It has been a few weeks since we issued our #DigCiz call for thoughts on the question “What do we owe students when we collect their data?” and there have been a few responses. The call is in conjunction with the interactive presentation at the EDUCAUSE Annual Conference that I’ll be helping to facilitate with Michael Berman, Sundi Richard, and George Station. The session will be focused around breakout discussions both onground and online during the session. We don’t necessarily have “answers” here – the session (and the call) are more about asking the questions and having discussion. The questions are too big for one session and often there are not easy answers; so we released the call early hoping that people would respond before (or after) the session. I’ve yet to respond to it myself so I’m going to attempt to do that in this post.
The #DigCiz Call
We want the call to be open to everyone – even those who don’t know a ton about student data collection and we want people to respond using the tools and mediums that they like. We have had some great examples already and I wanted to thank those who have responded so far. I threw the call out to some of our students at SNC and I was super honored that Erica Kalberer responded with an opinion piece. Erica does not study analytics, she is not a data scientist or even a computer science major. She didn’t do any research for her post and it is an off the cuff, direct, and raw response from a student perspective – which I love.

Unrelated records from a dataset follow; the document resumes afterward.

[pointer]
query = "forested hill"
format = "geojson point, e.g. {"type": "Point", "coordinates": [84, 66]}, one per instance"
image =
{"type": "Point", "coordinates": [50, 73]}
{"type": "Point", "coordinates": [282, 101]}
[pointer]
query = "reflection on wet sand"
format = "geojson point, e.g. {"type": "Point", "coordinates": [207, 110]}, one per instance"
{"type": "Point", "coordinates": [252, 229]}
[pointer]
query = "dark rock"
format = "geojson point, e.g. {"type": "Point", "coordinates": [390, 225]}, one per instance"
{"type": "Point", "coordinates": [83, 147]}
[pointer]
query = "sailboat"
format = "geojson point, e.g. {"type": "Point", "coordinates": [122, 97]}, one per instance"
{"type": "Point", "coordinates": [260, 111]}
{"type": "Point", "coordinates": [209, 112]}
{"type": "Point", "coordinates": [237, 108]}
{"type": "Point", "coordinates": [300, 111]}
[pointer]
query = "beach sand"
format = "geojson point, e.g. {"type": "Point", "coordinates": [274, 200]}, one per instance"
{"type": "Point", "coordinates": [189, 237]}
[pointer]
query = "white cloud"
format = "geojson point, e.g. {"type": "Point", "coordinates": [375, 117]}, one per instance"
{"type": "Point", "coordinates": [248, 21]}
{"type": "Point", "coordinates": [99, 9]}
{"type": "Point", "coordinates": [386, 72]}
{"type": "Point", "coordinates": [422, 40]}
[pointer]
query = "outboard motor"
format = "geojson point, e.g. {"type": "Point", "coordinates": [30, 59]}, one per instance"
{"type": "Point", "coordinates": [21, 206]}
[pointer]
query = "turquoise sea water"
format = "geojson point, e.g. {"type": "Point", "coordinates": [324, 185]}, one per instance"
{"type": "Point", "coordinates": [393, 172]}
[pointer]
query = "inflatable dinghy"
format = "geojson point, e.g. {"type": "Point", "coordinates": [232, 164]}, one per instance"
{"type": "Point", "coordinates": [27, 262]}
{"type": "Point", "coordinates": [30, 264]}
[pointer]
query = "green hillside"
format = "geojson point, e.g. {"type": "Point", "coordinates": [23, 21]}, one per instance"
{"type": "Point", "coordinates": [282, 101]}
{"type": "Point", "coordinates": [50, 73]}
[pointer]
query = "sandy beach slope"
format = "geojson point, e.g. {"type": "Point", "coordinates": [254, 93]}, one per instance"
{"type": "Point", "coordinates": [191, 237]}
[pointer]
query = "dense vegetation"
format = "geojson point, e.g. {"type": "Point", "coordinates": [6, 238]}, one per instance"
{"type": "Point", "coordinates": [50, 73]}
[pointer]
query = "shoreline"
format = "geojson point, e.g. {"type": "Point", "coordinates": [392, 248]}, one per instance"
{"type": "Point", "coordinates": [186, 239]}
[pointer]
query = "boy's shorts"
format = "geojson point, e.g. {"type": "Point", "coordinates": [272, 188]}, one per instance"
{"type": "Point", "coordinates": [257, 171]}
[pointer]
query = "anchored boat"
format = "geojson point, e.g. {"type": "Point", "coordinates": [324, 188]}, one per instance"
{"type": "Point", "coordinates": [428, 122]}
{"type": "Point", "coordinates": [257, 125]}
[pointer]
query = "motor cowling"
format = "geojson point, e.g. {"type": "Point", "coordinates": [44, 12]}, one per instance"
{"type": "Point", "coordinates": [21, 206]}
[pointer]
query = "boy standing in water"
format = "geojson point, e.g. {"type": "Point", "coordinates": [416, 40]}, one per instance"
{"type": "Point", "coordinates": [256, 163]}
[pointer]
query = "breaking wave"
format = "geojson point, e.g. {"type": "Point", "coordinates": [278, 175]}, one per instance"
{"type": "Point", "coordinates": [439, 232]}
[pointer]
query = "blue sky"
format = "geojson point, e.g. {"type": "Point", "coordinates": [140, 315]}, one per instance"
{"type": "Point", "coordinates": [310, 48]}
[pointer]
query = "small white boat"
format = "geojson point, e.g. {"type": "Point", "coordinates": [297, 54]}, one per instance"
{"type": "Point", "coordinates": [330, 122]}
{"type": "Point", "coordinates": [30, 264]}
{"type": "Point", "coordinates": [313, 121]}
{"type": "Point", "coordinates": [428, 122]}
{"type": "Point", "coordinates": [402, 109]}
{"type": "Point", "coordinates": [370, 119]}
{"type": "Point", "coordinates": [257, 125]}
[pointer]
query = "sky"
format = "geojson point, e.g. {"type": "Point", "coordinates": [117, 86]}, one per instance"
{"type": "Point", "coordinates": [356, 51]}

Additionally, Nate Angell chose to leave a hypothesis annotation on the call itself over at digciz.org.
Nate points out that there are many “we”s who are collecting student data and that students often have no idea who the players are that would want to collect their data let alone what data is being collected and what could be done with it. What do we mean when we ask “What do WE owe students….” Who is this we? Instructional designers may answer these questions very differently than accreditors would, or as librarians would, or even as students themselves would. I hope that by hearing from different constituencies that we can bring together some common elements of concern.
Framing Things Up
I am really intrigued by our question but I also have some issues with it.
The question is meant to provoke conversation and so in many ways it is purposefully vague and broad. It is not just “we” that could be picked out for further nuance. So many simple definitions could be picked out of this question. What is meant by “data” and more specifically “student data”.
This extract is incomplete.